ART. IX.-PAPAL ROME,

La Rome des Papes; son Origine, ses Phases successives, ses Mœurs intimes, son Gouvernement, son Système administratif. Par un ancien Membre de la Constituante Romaine. Traduction de l'ouvrage italien inédit. Premier volume. Bâle: Schweighauser.

London: John Chapman, 1859.

Le Pape et le Congrès. Paris, 1859.

Ir is the singular privilege of the present generation to witness the union in one person of the royal and prophetic offices. What philosophers and theologians might have pictured to themselves in their dreams, but could scarcely in their most enthusiastic moods have hoped to see practically realised, has become an actual and indisputable fact; and strange to say, it is in the centre of fashion, and not in the spiritual metropolis of the Christian world, that this phenomenon has manifested itself. Until the assumption of the reins of government by the Emperor Napoleon III., there was in the diplomacy of European nations something hard, cold, and pedantically formal, which seemed to be the exaggerated essence of secular and material domination.

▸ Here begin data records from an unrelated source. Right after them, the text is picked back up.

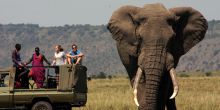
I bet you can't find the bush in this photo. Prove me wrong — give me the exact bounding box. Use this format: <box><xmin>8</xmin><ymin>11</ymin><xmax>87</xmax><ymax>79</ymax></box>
<box><xmin>179</xmin><ymin>73</ymin><xmax>189</xmax><ymax>77</ymax></box>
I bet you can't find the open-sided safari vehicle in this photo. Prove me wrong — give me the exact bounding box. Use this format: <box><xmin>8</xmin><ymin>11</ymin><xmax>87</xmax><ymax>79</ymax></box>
<box><xmin>0</xmin><ymin>65</ymin><xmax>87</xmax><ymax>110</ymax></box>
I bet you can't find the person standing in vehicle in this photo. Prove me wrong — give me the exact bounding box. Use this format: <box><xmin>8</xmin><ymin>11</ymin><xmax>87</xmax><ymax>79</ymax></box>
<box><xmin>66</xmin><ymin>44</ymin><xmax>84</xmax><ymax>64</ymax></box>
<box><xmin>26</xmin><ymin>47</ymin><xmax>50</xmax><ymax>88</ymax></box>
<box><xmin>52</xmin><ymin>45</ymin><xmax>66</xmax><ymax>66</ymax></box>
<box><xmin>12</xmin><ymin>44</ymin><xmax>28</xmax><ymax>88</ymax></box>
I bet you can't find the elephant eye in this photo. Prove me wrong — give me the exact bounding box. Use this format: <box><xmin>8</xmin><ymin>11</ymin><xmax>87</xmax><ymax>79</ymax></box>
<box><xmin>167</xmin><ymin>19</ymin><xmax>175</xmax><ymax>25</ymax></box>
<box><xmin>137</xmin><ymin>17</ymin><xmax>147</xmax><ymax>25</ymax></box>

Great questions, under the intricate but systematic manipulation of well-trained diplomatists, were carefully and even anxiously emptied of any thing approaching to a declaration of vital principles at issue, and with a skill worthy of the most practised special-pleader were made to turn on secondary and unexciting points of detail, which might contain the kernel of the matter, but so disguised its existence from vulgar eyes, that no hereditary sensibilities were shocked by bold unconventionalities, and no popular attention was directed to a department of knowledge as sacred as the inner mysteries of the ancient priesthood. Compromise could scarcely be said to be a constant accompaniment to that of which it was a corporate part, and to the ordered vagueness of which its nature so completely assimilated. Real sentiment was as little to be found as in a lawyer's brief; and sentimental motives, when put forward, were as much matter of mere decent form as the considerations of love and duty introduced into legal documents. Now, however, there is a great change. Diplomacy has become suddenly subordinated to sentiment; the de-facto to the de-jure; the conventional to the "natural;" the practical to the theoretical; the actual to the traditional; in short, the present to the future and the past. If nations are summoned from their inglorious repose, it is by ancestral memories and bright prophetic visions.